Reproducibility Variable Result LLM Response
Research Type Experimental We tested on rectifier networks trained on the MNIST benchmark dataset (Le Cun et al. 1998), consisting of 22 units distributed in two hidden layers and 10 output units, with 10 distinct networks for each distribution of units between the hidden layers. See Appendix G for more details about the networks and the implementation. For each size of parity constraints k, which we denote as XOR-k, we measure the time to find the smallest coefficients Hl i and Hl i for each unit along with the subsequent time of MIPBound (Algorithm 1). We let MIPBound run for enough steps to obtain a probability of 99.5% in case all tested constraints of a given size preserve the formulation feasible, and we report the largest lower bound with probability at least 95%. We also use the approach in (Serra, Tjandraatmadja, and Ramalingam 2018) to count the exact number of regions for benchmarking. Since counting can be faster than sampling for smaller sets, we define a DNN with η < 12 as small and large otherwise. We use Configuration Upper Bound (Configuration UB) for the bound in (Serra, Tjandraatmadja, and Ramalingam 2018). The upper bound from Theorem 2, which we denote as Empirical Upper Bound (Empirical UB), is computed at a small fraction of the time to obtain coefficients Hl i and Hl i for the lower bound. We denote as APP-k the average between the XOR-k Lower Bound (LB) and Empirical UB. Table 1 shows the gap closed by Empirical UB. Figure 2 (top) compares the bounds with the number of linear regions. Figure 2 (bottom) compares the time for exact counting and approximation. Figure 3 compares APP-k with the accuracy of networks not having particularly narrow layers, in which case the number of regions relates to network accuracy (Serra, Tjandraatmadja, and Ramalingam 2018).
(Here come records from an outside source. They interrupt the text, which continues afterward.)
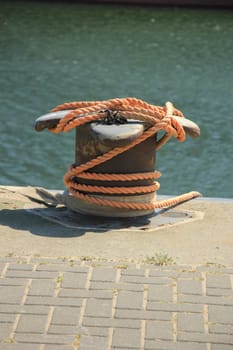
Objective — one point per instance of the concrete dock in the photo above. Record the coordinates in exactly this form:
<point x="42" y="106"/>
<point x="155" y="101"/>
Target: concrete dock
<point x="65" y="287"/>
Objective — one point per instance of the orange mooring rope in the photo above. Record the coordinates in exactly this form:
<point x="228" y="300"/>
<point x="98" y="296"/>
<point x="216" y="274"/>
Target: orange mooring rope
<point x="159" y="118"/>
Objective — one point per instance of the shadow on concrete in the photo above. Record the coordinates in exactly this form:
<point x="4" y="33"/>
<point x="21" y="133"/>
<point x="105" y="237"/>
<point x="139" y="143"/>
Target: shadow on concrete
<point x="61" y="222"/>
<point x="22" y="220"/>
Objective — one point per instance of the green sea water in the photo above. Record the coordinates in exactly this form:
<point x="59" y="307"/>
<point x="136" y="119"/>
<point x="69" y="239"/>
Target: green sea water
<point x="53" y="52"/>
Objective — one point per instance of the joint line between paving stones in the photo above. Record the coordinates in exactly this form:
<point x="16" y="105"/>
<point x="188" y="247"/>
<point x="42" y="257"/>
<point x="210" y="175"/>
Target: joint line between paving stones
<point x="206" y="318"/>
<point x="231" y="281"/>
<point x="110" y="337"/>
<point x="88" y="280"/>
<point x="203" y="283"/>
<point x="143" y="334"/>
<point x="174" y="326"/>
<point x="82" y="311"/>
<point x="49" y="318"/>
<point x="174" y="291"/>
<point x="115" y="292"/>
<point x="58" y="284"/>
<point x="15" y="325"/>
<point x="26" y="291"/>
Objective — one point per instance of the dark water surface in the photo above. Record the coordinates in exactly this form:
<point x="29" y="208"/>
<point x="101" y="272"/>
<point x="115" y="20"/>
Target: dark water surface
<point x="56" y="52"/>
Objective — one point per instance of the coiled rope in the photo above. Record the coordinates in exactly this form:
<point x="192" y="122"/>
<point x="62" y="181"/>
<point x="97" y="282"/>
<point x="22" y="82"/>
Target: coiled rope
<point x="157" y="118"/>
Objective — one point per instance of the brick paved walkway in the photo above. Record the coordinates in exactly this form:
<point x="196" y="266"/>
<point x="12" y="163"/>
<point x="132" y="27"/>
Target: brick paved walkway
<point x="56" y="304"/>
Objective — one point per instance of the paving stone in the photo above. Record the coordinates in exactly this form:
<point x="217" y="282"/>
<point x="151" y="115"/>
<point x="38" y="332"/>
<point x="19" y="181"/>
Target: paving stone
<point x="219" y="292"/>
<point x="126" y="296"/>
<point x="9" y="308"/>
<point x="93" y="343"/>
<point x="104" y="274"/>
<point x="65" y="316"/>
<point x="74" y="280"/>
<point x="109" y="322"/>
<point x="98" y="308"/>
<point x="190" y="322"/>
<point x="96" y="285"/>
<point x="31" y="324"/>
<point x="62" y="268"/>
<point x="22" y="267"/>
<point x="145" y="280"/>
<point x="13" y="281"/>
<point x="218" y="281"/>
<point x="221" y="314"/>
<point x="57" y="347"/>
<point x="126" y="338"/>
<point x="210" y="300"/>
<point x="160" y="293"/>
<point x="42" y="287"/>
<point x="221" y="347"/>
<point x="5" y="330"/>
<point x="34" y="309"/>
<point x="162" y="330"/>
<point x="97" y="331"/>
<point x="129" y="300"/>
<point x="143" y="315"/>
<point x="205" y="338"/>
<point x="133" y="272"/>
<point x="31" y="274"/>
<point x="187" y="286"/>
<point x="11" y="294"/>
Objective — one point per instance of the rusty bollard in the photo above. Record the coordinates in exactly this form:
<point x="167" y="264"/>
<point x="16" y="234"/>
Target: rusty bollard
<point x="113" y="174"/>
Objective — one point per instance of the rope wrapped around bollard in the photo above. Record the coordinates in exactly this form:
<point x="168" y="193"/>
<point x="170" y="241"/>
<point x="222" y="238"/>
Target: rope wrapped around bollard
<point x="167" y="118"/>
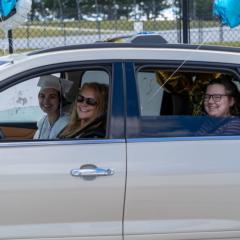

Researcher Affiliation Academia Thiago Serra,1 Srikumar Ramalingam2 1Bucknell University, USA 2The University of Utah, USA thiago.serra@bucknell.edu, srikumar@cs.utah.edu
Pseudocode Yes Algorithm 1 MIPBound computes the probability of some lower bounds on the solutions of a formulation F with n binary variables by adding parity constraints of size k
Open Source Code No The paper states 'An extended version of this paper with appendices can be found at https://arxiv.org/abs/1810.03370.' This is a link to an arXiv preprint, not a direct link to source code or an explicit statement about code availability for the methodology described in the paper.
Open Datasets Yes We tested on rectifier networks trained on the MNIST benchmark dataset (Le Cun et al. 1998)
Dataset Splits No The paper mentions testing on the MNIST dataset but does not specify the exact training, validation, or test split percentages or sample counts.
Hardware Specification No The paper does not provide specific hardware details such as GPU or CPU models, processor types, or memory used for running the experiments. It only mentions general aspects like 'networks trained on the MNIST benchmark dataset'.
Software Dependencies No The paper mentions 'See Appendix G for more details about the networks and the implementation' but does not explicitly list specific software dependencies with version numbers (e.g., 'Python 3.8', 'PyTorch 1.9') within the provided text.
Experiment Setup No The paper states 'See Appendix G for more details about the networks and the implementation' but does not provide specific experimental setup details such as hyperparameter values (learning rate, batch size, number of epochs) or training configurations within the main body of the text.